RNA is a class of biosynthetic molecules that plays central roles in gene expression, the process of using the genetic information stored in DNA to make functional proteins. How RNAs function in gene expression is dependent on their specific and complex three-dimensional shapes or structures and on their ability to undergo precisely timed and executed structural changes (their dynamic rearrangements). With this award, the Chemistry of Life Processes Program in the Chemistry Division is funding Dr. Ruben Gonzalez and Dr. Colin Nuckolls from Columbia University to study how RNAs fold and/or undergo structural rearrangements and how the dynamics of a particular RNA structural ‘switch’ controls the expression of a human gene. Drs. Gonzalez’s and Nuckolls’ research team uses carbon nanotube-based field-effect transistors (smFETs) to follow the detailed dynamics of individual RNA molecules in three-dimensional space and across time. Notably, the smFET method allows the study of RNA dynamics without the need to chemically modify the RNA or apply invasive external forces. A deeper understanding of how RNA-based structural switches function to control gene expression impacts the discovery and development of therapeutics that act on important biomolecular targets and/or functions. In addition, the project increases participation by women and underrepresented minorities in STEM by leveraging existing outreach programs in New York City. Kits are developed to demonstrate nucleic acid structures and single-molecule biophysics in K-12 community outreach, while education modules are developed to teach integrated concepts of chemistry, biology, and computer science at local high schools.

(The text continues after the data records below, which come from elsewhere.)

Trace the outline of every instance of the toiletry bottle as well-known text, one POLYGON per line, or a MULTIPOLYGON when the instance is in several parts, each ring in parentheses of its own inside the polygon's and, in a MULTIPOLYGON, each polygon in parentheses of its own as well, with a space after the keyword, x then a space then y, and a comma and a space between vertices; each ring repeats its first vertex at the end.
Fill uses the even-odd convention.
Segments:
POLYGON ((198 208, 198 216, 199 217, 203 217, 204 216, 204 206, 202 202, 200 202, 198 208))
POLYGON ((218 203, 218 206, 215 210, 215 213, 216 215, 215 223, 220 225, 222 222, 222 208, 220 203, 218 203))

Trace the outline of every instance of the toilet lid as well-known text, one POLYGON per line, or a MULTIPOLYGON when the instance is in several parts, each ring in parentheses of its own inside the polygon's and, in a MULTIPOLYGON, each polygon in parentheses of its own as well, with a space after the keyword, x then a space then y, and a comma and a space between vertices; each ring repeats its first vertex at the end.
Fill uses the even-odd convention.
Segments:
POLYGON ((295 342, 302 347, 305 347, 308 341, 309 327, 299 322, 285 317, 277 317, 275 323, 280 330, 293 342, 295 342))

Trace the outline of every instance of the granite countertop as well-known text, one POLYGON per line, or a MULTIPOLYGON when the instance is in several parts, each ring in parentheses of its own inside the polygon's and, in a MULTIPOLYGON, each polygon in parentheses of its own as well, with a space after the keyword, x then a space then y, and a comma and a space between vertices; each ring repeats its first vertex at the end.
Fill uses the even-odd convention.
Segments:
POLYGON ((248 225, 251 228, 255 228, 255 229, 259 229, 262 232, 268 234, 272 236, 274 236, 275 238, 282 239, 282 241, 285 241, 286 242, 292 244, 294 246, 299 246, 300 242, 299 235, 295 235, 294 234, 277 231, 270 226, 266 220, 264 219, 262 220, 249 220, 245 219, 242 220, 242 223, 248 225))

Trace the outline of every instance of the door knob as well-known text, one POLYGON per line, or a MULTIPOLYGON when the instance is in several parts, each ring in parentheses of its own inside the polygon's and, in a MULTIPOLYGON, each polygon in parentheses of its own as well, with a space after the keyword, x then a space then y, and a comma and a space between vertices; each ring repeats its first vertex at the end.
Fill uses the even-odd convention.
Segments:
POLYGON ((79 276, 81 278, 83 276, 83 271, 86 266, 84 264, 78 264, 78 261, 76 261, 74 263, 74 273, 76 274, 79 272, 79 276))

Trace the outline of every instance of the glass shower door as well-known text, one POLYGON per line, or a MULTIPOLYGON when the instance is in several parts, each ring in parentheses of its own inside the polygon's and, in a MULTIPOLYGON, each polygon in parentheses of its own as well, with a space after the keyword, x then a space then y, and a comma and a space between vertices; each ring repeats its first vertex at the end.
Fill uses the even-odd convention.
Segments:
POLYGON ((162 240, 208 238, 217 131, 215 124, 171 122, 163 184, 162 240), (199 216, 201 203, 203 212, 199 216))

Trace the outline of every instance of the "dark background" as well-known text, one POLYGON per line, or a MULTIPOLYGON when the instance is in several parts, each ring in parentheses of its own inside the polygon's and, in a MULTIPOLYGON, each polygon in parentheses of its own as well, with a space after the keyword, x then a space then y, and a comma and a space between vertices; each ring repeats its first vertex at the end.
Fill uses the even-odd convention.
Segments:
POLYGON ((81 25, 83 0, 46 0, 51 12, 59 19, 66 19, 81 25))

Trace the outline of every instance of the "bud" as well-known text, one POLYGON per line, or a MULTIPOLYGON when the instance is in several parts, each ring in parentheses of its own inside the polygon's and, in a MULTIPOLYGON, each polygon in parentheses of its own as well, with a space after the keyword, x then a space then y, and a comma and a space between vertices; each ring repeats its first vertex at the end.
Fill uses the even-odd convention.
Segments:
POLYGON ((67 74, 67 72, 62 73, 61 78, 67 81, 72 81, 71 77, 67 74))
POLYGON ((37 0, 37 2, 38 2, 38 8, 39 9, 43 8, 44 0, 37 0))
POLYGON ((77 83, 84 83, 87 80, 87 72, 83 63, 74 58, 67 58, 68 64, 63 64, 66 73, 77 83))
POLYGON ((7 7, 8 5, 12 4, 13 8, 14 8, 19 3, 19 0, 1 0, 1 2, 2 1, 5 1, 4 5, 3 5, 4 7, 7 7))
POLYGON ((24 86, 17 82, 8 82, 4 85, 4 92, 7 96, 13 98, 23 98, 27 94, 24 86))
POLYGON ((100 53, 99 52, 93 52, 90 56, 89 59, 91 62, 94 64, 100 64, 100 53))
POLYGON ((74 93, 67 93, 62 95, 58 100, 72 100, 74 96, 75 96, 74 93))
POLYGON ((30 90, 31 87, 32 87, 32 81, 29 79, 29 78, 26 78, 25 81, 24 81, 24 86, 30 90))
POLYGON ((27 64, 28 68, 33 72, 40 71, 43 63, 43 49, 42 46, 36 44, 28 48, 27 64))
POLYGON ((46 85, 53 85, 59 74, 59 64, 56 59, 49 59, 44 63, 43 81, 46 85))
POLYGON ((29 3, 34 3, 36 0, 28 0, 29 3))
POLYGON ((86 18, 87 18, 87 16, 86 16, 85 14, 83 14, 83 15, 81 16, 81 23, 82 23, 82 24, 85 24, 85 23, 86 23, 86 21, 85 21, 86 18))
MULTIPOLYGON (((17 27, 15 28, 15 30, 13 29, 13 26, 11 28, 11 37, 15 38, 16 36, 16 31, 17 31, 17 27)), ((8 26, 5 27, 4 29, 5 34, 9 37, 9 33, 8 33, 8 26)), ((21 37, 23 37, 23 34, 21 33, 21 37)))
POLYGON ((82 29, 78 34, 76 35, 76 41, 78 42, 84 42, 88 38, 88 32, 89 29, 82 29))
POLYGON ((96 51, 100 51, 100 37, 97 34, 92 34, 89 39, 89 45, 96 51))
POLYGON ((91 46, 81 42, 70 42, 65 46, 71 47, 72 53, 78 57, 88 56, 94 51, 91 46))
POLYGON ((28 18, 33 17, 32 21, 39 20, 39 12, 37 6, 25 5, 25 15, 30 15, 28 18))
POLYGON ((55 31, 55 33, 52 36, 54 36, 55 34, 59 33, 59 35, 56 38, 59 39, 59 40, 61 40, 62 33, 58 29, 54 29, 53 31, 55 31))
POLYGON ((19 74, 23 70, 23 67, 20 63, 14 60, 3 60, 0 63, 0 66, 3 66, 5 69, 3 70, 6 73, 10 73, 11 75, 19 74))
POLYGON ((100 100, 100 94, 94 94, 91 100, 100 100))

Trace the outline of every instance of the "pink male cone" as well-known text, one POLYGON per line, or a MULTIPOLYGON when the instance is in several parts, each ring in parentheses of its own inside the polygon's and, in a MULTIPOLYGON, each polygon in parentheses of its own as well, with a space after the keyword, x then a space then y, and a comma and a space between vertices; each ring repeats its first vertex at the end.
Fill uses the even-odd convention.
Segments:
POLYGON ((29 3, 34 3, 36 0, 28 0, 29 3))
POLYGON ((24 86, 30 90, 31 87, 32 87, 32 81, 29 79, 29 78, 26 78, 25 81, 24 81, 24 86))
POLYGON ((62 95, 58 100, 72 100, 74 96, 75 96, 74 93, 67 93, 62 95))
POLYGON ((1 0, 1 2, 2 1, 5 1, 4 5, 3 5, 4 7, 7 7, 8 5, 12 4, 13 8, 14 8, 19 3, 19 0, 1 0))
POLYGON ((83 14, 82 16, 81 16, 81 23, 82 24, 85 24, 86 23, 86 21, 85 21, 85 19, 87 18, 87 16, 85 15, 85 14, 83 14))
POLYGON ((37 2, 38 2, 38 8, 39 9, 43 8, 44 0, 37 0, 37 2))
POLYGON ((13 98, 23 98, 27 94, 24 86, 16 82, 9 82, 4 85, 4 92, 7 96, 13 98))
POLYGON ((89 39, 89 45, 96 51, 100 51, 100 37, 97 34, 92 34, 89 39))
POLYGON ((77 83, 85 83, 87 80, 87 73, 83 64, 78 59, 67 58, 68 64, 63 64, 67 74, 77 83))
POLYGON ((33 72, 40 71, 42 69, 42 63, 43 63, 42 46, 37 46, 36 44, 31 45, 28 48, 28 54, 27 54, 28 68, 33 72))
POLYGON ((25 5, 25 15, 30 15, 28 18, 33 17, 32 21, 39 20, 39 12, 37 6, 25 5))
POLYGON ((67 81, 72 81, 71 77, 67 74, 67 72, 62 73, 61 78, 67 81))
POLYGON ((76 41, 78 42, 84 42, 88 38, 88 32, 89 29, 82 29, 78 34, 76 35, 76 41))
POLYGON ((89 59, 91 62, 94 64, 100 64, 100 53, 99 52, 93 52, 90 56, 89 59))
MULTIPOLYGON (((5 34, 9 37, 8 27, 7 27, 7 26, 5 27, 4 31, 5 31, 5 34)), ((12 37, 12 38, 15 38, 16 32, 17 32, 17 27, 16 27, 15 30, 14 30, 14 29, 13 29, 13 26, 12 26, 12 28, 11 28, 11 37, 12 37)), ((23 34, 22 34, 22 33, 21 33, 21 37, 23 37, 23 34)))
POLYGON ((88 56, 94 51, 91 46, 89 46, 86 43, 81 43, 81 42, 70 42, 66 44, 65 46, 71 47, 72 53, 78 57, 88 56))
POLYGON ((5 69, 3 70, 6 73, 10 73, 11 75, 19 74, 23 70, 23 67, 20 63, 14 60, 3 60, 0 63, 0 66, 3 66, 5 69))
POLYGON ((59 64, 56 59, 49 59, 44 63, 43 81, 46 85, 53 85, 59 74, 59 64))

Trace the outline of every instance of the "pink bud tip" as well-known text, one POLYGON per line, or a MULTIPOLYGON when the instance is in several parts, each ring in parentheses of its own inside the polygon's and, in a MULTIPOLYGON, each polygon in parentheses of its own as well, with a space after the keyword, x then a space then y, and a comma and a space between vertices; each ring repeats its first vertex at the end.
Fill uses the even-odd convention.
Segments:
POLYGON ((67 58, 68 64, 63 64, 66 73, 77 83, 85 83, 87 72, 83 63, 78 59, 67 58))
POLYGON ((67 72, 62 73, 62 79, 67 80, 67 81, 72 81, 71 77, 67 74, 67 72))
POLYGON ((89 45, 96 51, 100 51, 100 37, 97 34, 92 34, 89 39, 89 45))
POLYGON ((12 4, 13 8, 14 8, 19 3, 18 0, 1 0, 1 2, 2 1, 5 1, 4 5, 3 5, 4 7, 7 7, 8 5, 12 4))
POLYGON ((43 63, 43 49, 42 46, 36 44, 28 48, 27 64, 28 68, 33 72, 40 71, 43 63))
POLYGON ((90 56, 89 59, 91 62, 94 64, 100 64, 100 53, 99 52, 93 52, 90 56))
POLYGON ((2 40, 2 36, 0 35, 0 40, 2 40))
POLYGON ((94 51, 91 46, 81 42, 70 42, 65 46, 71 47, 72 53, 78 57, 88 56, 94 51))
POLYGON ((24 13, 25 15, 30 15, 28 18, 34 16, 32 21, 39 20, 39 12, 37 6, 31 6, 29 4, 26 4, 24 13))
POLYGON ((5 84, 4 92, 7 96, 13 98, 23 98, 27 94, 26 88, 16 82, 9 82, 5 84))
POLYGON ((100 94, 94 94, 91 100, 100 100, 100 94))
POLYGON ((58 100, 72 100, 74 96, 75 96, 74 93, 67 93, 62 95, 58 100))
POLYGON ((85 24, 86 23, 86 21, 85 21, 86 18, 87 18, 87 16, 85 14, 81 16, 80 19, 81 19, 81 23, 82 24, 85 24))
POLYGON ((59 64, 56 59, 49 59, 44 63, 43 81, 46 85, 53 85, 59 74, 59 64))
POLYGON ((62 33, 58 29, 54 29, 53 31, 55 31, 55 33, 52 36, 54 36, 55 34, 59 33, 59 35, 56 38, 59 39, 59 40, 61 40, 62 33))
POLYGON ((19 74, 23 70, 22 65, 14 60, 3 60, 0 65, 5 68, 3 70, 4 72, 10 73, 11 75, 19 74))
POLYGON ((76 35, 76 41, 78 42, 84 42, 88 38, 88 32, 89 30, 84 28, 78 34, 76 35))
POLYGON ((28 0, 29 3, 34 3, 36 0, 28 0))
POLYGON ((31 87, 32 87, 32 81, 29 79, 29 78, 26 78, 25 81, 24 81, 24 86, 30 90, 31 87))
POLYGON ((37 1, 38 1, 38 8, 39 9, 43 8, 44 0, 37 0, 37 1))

Using smFETs, Drs. Gonzalez’s and Nuckolls’ research team investigate the kinetic mechanisms with which RNA stem-loops, a fundamental class of RNA structures, fold and undergo functionally important, dynamic structural rearrangements at unparalleled molecular, spatial, and temporal resolutions. The resulting model is used to determine the mechanism through which the naturally occurring, post-transcriptional methylation of the N6 position of an adenosine in the stem of a RNA stem-loop found within a human precursor messenger RNA (pre-mRNA) regulates the dynamics of this RNA stem-loop as a means for controlling the splicing of the pre-mRNA. Specifically, the proposed studies characterize the folding and dynamics of this stem-loop and tests the hypothesis that the post-transcriptional, N6 methylation of the adenosine alters the dynamics of the stem-loop (i.e., throws the ‘switch’ on) so as to unmask the binding site of an RNA-binding protein that directs the differential splicing of the pre-mRNA. The results of these studies provide a general model for the function of RNA stem-loop based conformational switches and a detailed understanding of the mechanism through which a post-transcriptional modification of a stem-loop controls the alternative splicing of a pre-mRNA.
This award reflects NSF's statutory mission and has been deemed worthy of support through evaluation using the Foundation's intellectual merit and broader impacts review criteria.